Earlier this year, natural gas prices fell below $3 per million British thermal units, less than a quarter of the price as recently as July 2008. Natural gas has rallied since scraping bottom in the first quarter of the year, but remains below $6 per million BTU, with hopes for a continued run-up quickly fading.
The push for long-term contracts by natural gas producers is significant because it reveals a bearish outlook on prices within the industry. In the past, producers have shied away from signing long-term deals that would prevent them from profiting if energy prices spiked, as they often did. Now, producers are pushing for deals that would preclude them from profiting during run-ups in price. “The days of double-digit gas prices in the U.S. are over,” said Chesapeake Chairman and CEO Aubrey McClendon.
Customers seem to agree, as the long-term agreements have been a hard sell. With less anxiety over a jump in gas prices, electric utilities and other users of natural gas have little incentive to lock themselves into a deal.
The hype surrounding natural gas reached a fever pitch in 2009, as advocates of the clean-burning energy source touted the “fuel of the future” as the key to a reduced dependence on foreign oil. But while demand for natural gas may grow significantly in coming years, the supply side of the equation has already begun to swell.

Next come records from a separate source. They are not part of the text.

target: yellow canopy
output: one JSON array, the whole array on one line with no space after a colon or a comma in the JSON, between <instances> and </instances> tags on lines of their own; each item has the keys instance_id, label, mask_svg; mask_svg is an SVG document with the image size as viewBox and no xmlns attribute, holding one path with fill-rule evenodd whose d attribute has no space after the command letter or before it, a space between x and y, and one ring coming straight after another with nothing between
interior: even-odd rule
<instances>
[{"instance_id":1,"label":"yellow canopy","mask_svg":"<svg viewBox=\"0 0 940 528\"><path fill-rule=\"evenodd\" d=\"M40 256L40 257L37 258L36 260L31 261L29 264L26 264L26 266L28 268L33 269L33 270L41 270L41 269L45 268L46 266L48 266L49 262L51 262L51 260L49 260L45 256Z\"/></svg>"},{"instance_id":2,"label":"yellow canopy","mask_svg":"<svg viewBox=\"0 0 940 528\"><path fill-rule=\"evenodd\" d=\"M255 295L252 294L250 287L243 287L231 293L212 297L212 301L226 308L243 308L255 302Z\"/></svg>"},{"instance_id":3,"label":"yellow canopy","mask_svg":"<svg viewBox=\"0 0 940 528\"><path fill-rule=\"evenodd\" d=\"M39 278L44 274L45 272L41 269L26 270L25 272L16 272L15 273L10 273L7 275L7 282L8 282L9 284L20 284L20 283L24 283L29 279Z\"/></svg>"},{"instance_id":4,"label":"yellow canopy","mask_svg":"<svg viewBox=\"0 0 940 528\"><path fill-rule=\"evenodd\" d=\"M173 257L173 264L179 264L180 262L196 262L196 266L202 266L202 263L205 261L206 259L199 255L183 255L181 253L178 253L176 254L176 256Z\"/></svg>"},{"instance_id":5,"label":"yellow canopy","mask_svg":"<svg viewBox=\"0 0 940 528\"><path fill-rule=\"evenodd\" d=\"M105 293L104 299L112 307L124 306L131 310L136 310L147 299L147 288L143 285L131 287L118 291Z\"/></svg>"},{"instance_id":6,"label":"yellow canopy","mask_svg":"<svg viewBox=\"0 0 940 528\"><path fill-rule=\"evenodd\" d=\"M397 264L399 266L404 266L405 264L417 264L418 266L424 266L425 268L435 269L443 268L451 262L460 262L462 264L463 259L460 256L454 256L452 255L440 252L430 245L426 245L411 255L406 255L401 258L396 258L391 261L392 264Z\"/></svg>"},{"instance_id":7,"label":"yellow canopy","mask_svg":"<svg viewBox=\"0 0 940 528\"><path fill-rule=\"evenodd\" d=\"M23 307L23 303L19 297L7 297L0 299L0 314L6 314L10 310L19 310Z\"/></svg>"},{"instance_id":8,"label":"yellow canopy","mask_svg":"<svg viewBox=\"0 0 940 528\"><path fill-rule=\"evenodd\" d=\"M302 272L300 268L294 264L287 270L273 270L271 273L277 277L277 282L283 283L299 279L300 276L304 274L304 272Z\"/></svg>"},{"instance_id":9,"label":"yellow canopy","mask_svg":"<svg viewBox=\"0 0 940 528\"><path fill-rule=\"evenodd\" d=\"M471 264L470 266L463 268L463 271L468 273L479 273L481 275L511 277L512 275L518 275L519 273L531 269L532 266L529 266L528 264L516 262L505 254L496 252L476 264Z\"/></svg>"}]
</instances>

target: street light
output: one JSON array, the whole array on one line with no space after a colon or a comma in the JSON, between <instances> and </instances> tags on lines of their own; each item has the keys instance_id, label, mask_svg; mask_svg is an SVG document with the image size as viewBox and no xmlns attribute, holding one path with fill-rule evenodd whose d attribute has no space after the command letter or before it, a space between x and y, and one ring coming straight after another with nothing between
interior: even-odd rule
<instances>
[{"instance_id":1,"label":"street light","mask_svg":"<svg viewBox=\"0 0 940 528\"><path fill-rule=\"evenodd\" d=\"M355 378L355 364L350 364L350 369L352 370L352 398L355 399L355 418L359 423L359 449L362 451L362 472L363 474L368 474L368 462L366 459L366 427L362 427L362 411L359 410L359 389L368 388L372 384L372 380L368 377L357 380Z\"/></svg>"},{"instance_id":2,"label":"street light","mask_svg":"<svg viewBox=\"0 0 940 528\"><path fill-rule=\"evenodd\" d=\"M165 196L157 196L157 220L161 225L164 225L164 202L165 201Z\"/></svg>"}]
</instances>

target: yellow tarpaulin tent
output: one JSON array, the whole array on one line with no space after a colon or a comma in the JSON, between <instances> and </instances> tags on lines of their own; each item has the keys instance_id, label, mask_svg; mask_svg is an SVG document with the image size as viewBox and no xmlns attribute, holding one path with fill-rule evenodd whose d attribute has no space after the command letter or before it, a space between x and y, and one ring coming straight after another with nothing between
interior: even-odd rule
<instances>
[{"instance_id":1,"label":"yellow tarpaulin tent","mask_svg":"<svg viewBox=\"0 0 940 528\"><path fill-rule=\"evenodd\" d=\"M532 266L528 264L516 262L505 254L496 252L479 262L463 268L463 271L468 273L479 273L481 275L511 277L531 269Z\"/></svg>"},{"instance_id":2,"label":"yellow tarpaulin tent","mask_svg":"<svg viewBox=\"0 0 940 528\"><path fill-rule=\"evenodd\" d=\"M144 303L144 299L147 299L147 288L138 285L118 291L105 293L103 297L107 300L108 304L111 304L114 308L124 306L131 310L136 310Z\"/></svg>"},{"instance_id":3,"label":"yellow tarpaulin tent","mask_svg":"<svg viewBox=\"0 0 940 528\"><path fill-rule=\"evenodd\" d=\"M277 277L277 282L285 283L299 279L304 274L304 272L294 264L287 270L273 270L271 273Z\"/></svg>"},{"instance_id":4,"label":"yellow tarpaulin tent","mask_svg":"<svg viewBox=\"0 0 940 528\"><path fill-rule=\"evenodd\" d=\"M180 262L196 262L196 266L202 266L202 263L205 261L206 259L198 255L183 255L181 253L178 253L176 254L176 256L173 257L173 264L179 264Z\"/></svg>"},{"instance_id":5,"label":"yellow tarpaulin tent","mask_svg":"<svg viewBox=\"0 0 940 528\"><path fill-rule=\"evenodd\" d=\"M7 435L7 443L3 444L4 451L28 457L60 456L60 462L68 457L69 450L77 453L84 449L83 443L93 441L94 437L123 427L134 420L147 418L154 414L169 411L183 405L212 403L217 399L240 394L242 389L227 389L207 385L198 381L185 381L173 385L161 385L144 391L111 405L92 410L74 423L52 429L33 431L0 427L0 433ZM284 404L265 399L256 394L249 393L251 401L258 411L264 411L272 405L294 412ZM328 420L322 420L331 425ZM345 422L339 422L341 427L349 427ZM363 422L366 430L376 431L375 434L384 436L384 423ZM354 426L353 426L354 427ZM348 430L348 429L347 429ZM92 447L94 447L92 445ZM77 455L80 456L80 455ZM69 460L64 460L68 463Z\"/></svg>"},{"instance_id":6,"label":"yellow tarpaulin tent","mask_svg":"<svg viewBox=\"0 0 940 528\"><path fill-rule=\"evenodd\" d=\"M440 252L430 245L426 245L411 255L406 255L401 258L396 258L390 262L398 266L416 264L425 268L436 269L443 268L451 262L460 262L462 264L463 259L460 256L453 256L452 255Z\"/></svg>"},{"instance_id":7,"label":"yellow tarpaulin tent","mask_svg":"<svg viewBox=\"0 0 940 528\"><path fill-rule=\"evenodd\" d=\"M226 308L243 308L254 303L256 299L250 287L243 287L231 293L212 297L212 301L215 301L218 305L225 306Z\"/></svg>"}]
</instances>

Discoveries of natural gas have been made around the world in recent years, from the massive Haynesville shale in Louisiana to a new field near the Liwan reservoir in the South China Sea. Since natural gas has historically been a regional commodity, discoveries of new reserves across the world generally do not move markets in the U.S. But technological advancements are making long-distance transport of the gas more common, gradually opening up new supply sources for domestic users. Exxon Mobil recently announced plans to go forward with a $15 billion liquefied natural gas project in Papua New Guinea that could have global pricing ramifications.
Outlook For UNG
A grim outlook on the long-term prices of natural gas certainly would weigh on shares of UNG, which use near-month futures contracts to gain exposure to the commodity. But the strategy now being used by producers is not the only factor to consider. An inversion of the futures curve could provide some much-needed relief to investors who have been burned by the fund in 2009.

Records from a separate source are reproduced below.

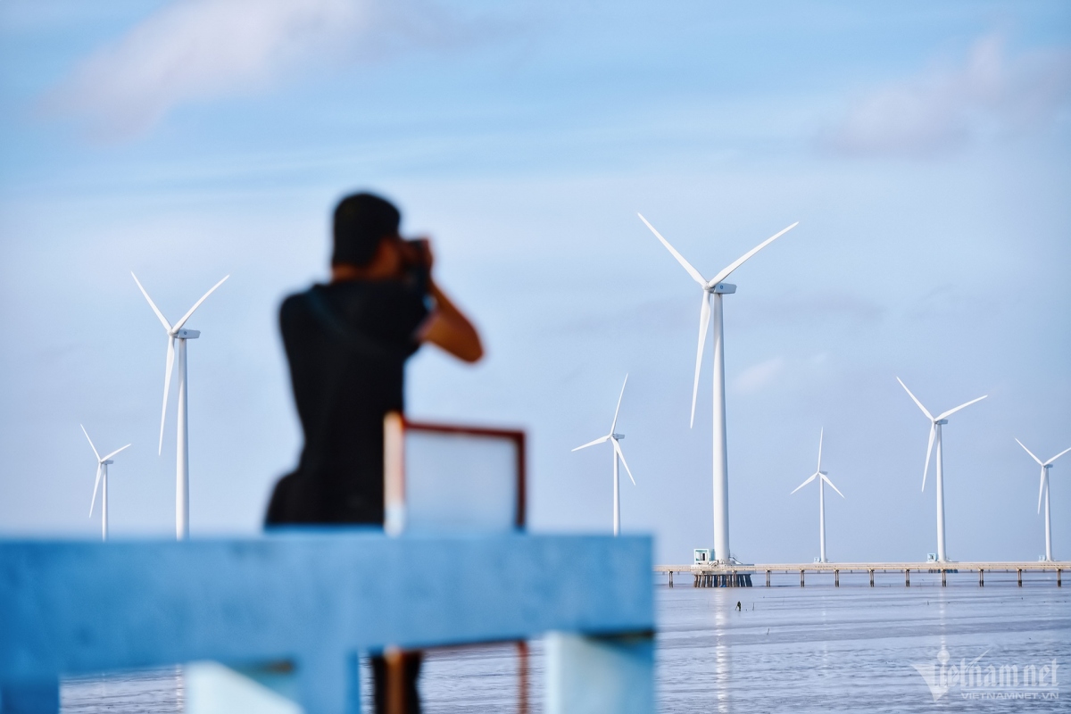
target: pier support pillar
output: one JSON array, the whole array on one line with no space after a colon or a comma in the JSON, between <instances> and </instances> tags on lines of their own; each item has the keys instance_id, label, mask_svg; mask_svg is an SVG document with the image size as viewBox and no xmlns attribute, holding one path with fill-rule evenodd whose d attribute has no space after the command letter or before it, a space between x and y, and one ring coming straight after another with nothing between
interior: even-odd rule
<instances>
[{"instance_id":1,"label":"pier support pillar","mask_svg":"<svg viewBox=\"0 0 1071 714\"><path fill-rule=\"evenodd\" d=\"M653 714L652 635L550 633L545 642L547 714Z\"/></svg>"}]
</instances>

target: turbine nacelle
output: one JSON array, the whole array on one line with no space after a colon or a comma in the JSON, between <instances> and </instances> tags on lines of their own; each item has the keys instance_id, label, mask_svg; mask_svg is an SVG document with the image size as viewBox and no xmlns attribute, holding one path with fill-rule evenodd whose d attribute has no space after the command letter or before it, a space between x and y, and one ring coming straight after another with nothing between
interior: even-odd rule
<instances>
[{"instance_id":1,"label":"turbine nacelle","mask_svg":"<svg viewBox=\"0 0 1071 714\"><path fill-rule=\"evenodd\" d=\"M195 302L194 306L191 307L185 315L179 318L179 321L175 324L168 322L167 318L164 317L164 314L160 312L159 307L156 307L156 303L152 302L152 298L149 297L149 292L141 286L141 280L137 279L137 275L134 275L134 271L131 271L131 276L137 284L138 290L140 290L141 294L145 295L146 301L149 303L149 307L152 308L152 312L156 315L160 323L164 325L164 332L167 333L167 362L164 366L164 405L160 409L160 442L156 445L156 454L160 455L164 453L164 423L167 420L167 395L171 389L171 367L175 366L175 340L197 339L200 337L199 330L186 330L183 325L186 323L186 320L193 316L194 312L200 307L200 304L205 302L210 294L215 292L215 289L223 285L226 279L230 277L230 275L225 275L222 280L213 285L209 291L201 295L200 300Z\"/></svg>"},{"instance_id":2,"label":"turbine nacelle","mask_svg":"<svg viewBox=\"0 0 1071 714\"><path fill-rule=\"evenodd\" d=\"M658 230L654 229L654 226L652 226L647 221L647 218L643 216L643 214L637 213L636 215L639 216L639 219L644 222L645 226L650 228L651 232L654 233L654 237L659 239L659 242L661 242L662 245L664 245L666 249L669 250L669 254L674 258L676 258L677 262L679 262L681 268L684 269L684 272L691 275L692 279L698 283L699 287L703 288L703 302L699 304L699 344L695 352L695 379L692 380L692 416L690 426L694 426L695 399L699 391L699 367L703 364L703 348L707 343L707 329L710 326L710 317L711 317L710 295L731 294L736 292L736 286L733 285L731 283L724 283L725 278L727 278L733 273L733 271L735 271L737 268L746 262L748 259L751 258L753 255L755 255L756 253L765 248L767 245L769 245L770 243L778 240L779 238L790 231L793 228L798 226L799 222L797 221L787 228L766 239L765 241L753 247L751 250L743 254L735 261L723 268L722 271L718 273L718 275L708 280L707 278L703 277L703 274L699 273L699 271L697 271L695 267L692 265L692 263L688 262L688 260L684 259L684 256L680 255L680 253L677 252L677 248L675 248L669 244L669 241L667 241L662 237L662 233L660 233Z\"/></svg>"}]
</instances>

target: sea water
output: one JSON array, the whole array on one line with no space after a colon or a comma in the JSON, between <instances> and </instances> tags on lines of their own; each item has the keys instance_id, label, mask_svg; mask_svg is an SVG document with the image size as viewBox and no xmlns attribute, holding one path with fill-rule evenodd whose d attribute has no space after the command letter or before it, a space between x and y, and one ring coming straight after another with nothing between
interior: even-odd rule
<instances>
[{"instance_id":1,"label":"sea water","mask_svg":"<svg viewBox=\"0 0 1071 714\"><path fill-rule=\"evenodd\" d=\"M657 586L660 712L1071 711L1071 591L1052 573L774 575L765 588ZM687 583L690 586L690 583ZM737 604L739 603L739 610ZM515 644L426 654L424 711L542 711L543 657ZM367 667L362 689L371 692ZM527 682L527 696L521 693ZM65 680L63 712L181 712L180 668ZM371 712L367 697L364 711Z\"/></svg>"}]
</instances>

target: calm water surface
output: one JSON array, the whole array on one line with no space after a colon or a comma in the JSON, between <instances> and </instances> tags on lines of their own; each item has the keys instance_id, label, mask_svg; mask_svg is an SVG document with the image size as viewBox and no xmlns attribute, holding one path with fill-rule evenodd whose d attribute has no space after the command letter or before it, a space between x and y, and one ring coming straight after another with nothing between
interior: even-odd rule
<instances>
[{"instance_id":1,"label":"calm water surface","mask_svg":"<svg viewBox=\"0 0 1071 714\"><path fill-rule=\"evenodd\" d=\"M796 576L774 576L773 588L659 587L659 710L1071 711L1071 591L1050 574L1025 574L1023 588L1014 574L986 574L985 588L977 574L949 577L947 588L939 576L915 573L909 589L891 574L878 574L873 589L865 575L842 576L840 588L832 576L811 576L806 588ZM534 714L542 711L538 642L527 662ZM962 686L959 670L966 664L971 672L972 663L976 679ZM1024 684L1044 667L1047 686ZM429 652L424 711L518 711L522 669L511 644ZM365 668L365 693L369 684ZM182 701L180 668L62 687L64 713L170 714L183 711Z\"/></svg>"}]
</instances>

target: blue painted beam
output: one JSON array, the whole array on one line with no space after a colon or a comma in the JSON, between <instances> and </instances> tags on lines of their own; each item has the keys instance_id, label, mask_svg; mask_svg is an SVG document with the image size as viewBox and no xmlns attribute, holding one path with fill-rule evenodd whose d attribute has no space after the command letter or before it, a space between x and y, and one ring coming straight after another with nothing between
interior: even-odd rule
<instances>
[{"instance_id":1,"label":"blue painted beam","mask_svg":"<svg viewBox=\"0 0 1071 714\"><path fill-rule=\"evenodd\" d=\"M0 542L0 683L193 659L338 680L388 644L652 631L651 566L636 536Z\"/></svg>"}]
</instances>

Despite rises in natural gas prices this year, investors in UNG have seen returns eroded by contango in futures markets, as any price increases fell short of those implied by the upward-sloping futures curve. Due in large part to seasonal factors, but influenced by the aforementioned factors that could weigh on UNG, the contango in natural gas futures markets has flipped, at least in the short-term:
While the backwardation now showing in the market is indicative of an expected decline in prices among investors, it could potentially good news for UNG. If prices remain stable, or even increase, the fund will be able to roll its holdings at a profit, selling near-month contracts for more than the price of second-month contracts it must buy to maintain exposure.
UNG was one of the most volatile ETFs in 2009 (see UNG’s Wild Year), and with so many complex forces driving the price of this fund, there’s little reason to believe that 2010 won’t bring more of the same.
Disclosure: No positions at time of writing.